Many California cities have outlawed some or all of those practices since the 1950s or earlier. It was a class-based move – middle-class homeowners saw clotheslines and chicken coops as signs of poverty and low-class behavior, which would invariably drive down property values. To a homeowner, government merely exists to protect property values, even at the expense of sustainable practices that help the environment and the infrastructure.

These practices will also help preserve the middle-class. California’s 20th century middle class was a product of cheap oil, which made it affordable to live in a suburban home and get your food from a supermarket. With the end of cheap oil, food inflation is going to destroy the living standards of working Californians. It just makes sense to encourage sustainable living.

The End of Sprawl? Home Prices Collapse in Suburbs

Yesterday morning NPR ran this report on housing prices:

Economists say home prices are nowhere near hitting bottom. But even in regions that have taken a beating, some neighborhoods remain practically unscathed. And a pattern is emerging as to which neighborhoods those are.

The ones with short commutes are faring better than places with long drives into the city. Some analysts see a pause in what has long been inexorable – urban sprawl.

This is a predictable fact of soaring gas prices. Older city centers have more commute options, and usually shorter commutes period, meaning less gas consumption. This eliminates a key source of pressure on household incomes.

In fact, we can see a similar pattern here in California. The areas hardest hit by foreclosures are those places with the longest commutes – Stockton, Modesto, the SoCal Inland Empire. And when did the housing bubble begin to burst? Late 2006 and early 2007, as gas prices broke through the $3 barrier for good.

This view is bolstered by a new study and widget from the Center for Neighborhood Technology. It shows that once you factor in transportation costs, living in a city center is just as, if not more affordable, for a middle-class family than a suburb – at least in Seattle (a typical West Coast city with sky-high rents and home prices in the city center).
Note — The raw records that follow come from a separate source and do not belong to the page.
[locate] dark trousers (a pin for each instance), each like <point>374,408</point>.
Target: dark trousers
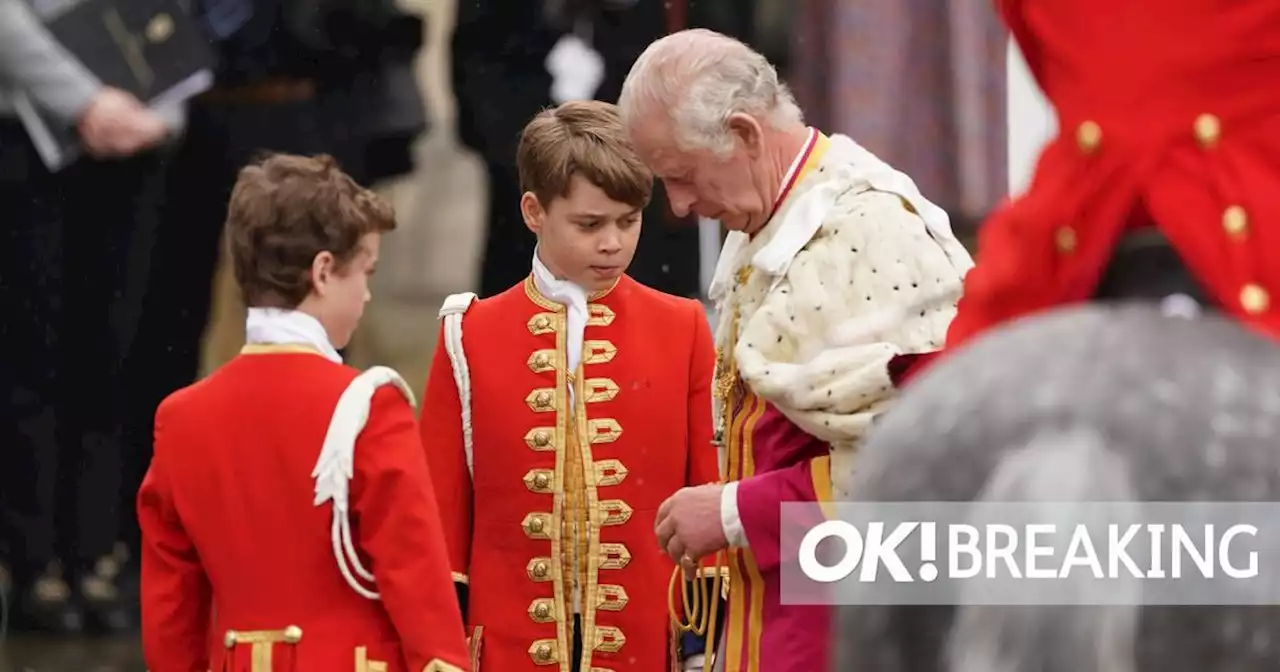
<point>112,218</point>
<point>1146,268</point>
<point>31,297</point>
<point>222,138</point>
<point>73,270</point>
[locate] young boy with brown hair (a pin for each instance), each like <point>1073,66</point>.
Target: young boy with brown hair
<point>288,507</point>
<point>560,414</point>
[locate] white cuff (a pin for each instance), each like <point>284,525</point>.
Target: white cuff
<point>732,525</point>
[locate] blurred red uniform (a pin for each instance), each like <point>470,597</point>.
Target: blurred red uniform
<point>234,543</point>
<point>1170,117</point>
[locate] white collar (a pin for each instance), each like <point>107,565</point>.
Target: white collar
<point>279,327</point>
<point>574,298</point>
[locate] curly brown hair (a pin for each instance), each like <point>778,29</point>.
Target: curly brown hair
<point>284,210</point>
<point>581,138</point>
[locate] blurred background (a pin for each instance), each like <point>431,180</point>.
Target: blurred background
<point>115,295</point>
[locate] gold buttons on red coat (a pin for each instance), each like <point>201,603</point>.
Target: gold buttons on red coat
<point>1088,136</point>
<point>1235,222</point>
<point>1255,300</point>
<point>1207,128</point>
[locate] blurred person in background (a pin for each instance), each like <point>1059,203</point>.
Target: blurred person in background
<point>71,241</point>
<point>295,77</point>
<point>502,76</point>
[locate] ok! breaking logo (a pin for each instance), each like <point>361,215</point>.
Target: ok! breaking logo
<point>929,553</point>
<point>1024,552</point>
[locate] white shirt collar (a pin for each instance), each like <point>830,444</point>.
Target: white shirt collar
<point>279,327</point>
<point>574,298</point>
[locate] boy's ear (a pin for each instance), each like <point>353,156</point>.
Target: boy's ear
<point>533,211</point>
<point>321,272</point>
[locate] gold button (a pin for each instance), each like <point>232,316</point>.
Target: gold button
<point>1088,136</point>
<point>1255,298</point>
<point>1065,240</point>
<point>1207,129</point>
<point>1235,220</point>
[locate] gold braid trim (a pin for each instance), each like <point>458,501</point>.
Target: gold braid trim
<point>440,666</point>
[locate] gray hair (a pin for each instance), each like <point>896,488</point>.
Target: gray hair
<point>702,78</point>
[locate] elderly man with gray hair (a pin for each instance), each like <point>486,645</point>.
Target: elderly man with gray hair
<point>823,237</point>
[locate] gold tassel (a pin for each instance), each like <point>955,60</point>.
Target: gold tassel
<point>700,606</point>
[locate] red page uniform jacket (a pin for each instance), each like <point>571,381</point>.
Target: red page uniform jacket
<point>1170,115</point>
<point>238,561</point>
<point>551,471</point>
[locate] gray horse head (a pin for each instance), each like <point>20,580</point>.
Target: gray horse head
<point>1086,403</point>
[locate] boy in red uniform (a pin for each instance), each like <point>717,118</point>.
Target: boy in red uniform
<point>284,461</point>
<point>585,401</point>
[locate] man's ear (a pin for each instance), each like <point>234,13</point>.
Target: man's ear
<point>321,272</point>
<point>533,211</point>
<point>748,131</point>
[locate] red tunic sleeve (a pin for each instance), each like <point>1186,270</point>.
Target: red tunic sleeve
<point>176,592</point>
<point>398,528</point>
<point>703,460</point>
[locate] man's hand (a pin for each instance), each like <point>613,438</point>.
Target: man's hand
<point>117,124</point>
<point>689,525</point>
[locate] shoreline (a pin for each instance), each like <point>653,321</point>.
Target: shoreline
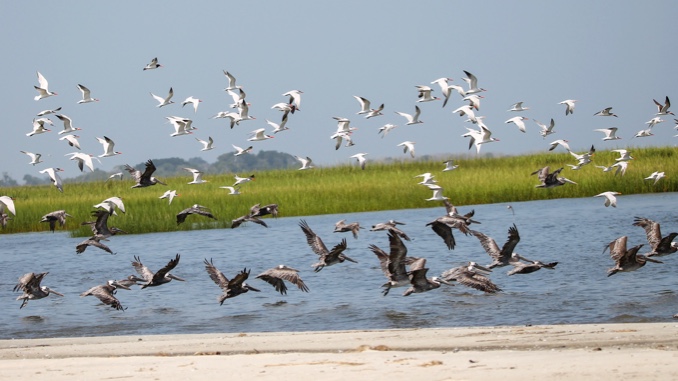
<point>642,351</point>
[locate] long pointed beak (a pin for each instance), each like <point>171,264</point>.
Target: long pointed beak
<point>482,269</point>
<point>118,285</point>
<point>652,260</point>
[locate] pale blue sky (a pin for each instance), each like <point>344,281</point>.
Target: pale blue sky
<point>603,54</point>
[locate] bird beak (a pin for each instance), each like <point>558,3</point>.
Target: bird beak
<point>482,269</point>
<point>652,260</point>
<point>118,285</point>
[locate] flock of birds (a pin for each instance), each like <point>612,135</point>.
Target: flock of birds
<point>399,269</point>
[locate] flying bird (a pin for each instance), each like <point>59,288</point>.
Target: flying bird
<point>106,293</point>
<point>153,64</point>
<point>53,217</point>
<point>626,260</point>
<point>164,101</point>
<point>277,275</point>
<point>327,257</point>
<point>194,101</point>
<point>35,157</point>
<point>43,88</point>
<point>86,95</point>
<point>144,179</point>
<point>610,199</point>
<point>660,245</point>
<point>163,275</point>
<point>230,288</point>
<point>569,105</point>
<point>195,209</point>
<point>54,176</point>
<point>605,112</point>
<point>109,147</point>
<point>29,284</point>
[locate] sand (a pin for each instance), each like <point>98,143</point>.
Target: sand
<point>647,351</point>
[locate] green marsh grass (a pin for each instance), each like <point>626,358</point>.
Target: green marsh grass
<point>341,189</point>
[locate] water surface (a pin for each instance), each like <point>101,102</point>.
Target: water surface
<point>348,296</point>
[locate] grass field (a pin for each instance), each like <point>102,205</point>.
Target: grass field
<point>341,189</point>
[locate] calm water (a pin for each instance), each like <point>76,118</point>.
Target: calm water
<point>347,296</point>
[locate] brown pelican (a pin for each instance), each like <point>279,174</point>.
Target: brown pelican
<point>550,180</point>
<point>327,257</point>
<point>53,217</point>
<point>526,266</point>
<point>106,292</point>
<point>504,256</point>
<point>259,211</point>
<point>342,226</point>
<point>29,283</point>
<point>391,226</point>
<point>101,233</point>
<point>110,204</point>
<point>394,264</point>
<point>144,179</point>
<point>471,275</point>
<point>419,282</point>
<point>626,260</point>
<point>660,245</point>
<point>195,209</point>
<point>278,274</point>
<point>161,277</point>
<point>247,218</point>
<point>231,288</point>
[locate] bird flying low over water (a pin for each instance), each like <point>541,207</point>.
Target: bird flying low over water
<point>277,275</point>
<point>327,257</point>
<point>53,217</point>
<point>569,105</point>
<point>660,245</point>
<point>394,264</point>
<point>29,284</point>
<point>610,199</point>
<point>170,195</point>
<point>419,282</point>
<point>471,275</point>
<point>626,260</point>
<point>605,112</point>
<point>550,180</point>
<point>231,288</point>
<point>341,226</point>
<point>164,101</point>
<point>35,157</point>
<point>153,64</point>
<point>500,257</point>
<point>144,179</point>
<point>54,176</point>
<point>106,293</point>
<point>195,209</point>
<point>86,95</point>
<point>43,88</point>
<point>156,279</point>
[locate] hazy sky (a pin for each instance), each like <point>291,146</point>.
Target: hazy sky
<point>603,54</point>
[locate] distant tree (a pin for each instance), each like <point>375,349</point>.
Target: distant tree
<point>7,181</point>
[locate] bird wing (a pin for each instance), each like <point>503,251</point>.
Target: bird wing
<point>141,269</point>
<point>488,244</point>
<point>652,231</point>
<point>313,240</point>
<point>217,276</point>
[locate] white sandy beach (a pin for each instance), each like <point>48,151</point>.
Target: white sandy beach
<point>646,351</point>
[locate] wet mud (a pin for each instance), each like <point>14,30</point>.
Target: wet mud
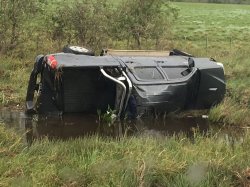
<point>79,125</point>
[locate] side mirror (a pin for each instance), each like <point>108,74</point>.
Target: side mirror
<point>190,63</point>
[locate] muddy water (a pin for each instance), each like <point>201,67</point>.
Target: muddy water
<point>76,125</point>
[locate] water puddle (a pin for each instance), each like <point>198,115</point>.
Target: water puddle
<point>79,125</point>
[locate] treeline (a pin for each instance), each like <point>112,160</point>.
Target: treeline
<point>217,1</point>
<point>42,25</point>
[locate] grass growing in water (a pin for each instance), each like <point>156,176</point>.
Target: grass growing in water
<point>129,161</point>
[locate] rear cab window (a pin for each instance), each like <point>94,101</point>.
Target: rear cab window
<point>176,72</point>
<point>147,73</point>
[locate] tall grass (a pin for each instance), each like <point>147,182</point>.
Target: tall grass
<point>129,161</point>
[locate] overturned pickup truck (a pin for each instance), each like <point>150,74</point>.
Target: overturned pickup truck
<point>131,83</point>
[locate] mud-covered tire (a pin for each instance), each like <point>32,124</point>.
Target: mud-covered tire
<point>78,50</point>
<point>176,52</point>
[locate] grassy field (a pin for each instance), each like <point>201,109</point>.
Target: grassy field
<point>219,31</point>
<point>210,160</point>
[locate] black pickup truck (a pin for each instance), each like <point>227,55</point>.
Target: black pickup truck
<point>132,83</point>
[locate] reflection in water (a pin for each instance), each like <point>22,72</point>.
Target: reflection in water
<point>77,125</point>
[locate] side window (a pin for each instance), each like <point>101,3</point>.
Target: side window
<point>176,72</point>
<point>148,73</point>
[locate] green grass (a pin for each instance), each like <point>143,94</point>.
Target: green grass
<point>212,30</point>
<point>129,161</point>
<point>215,21</point>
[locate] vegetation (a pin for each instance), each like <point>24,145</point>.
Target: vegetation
<point>41,26</point>
<point>208,160</point>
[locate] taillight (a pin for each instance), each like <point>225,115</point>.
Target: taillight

All of this reinforces the point I made last August in Redefining the California Dream, where I argued that the only way lower- and middle-income Californians will have economic security and be able to afford the cost of living is if we abandon the obsolete 20th century model of sprawl and embrace the 21st century model of elegant density.

It would help, of course, if folks like Zev Yaroslavsky would stop spending their time trying to prevent this necessary shift in living patterns. We need to bolster affordable housing policies, provide mass transit alternative, and zone for walkable communities if we are to avoid a situation where we merely exchange the inner city slum for a suburban slum.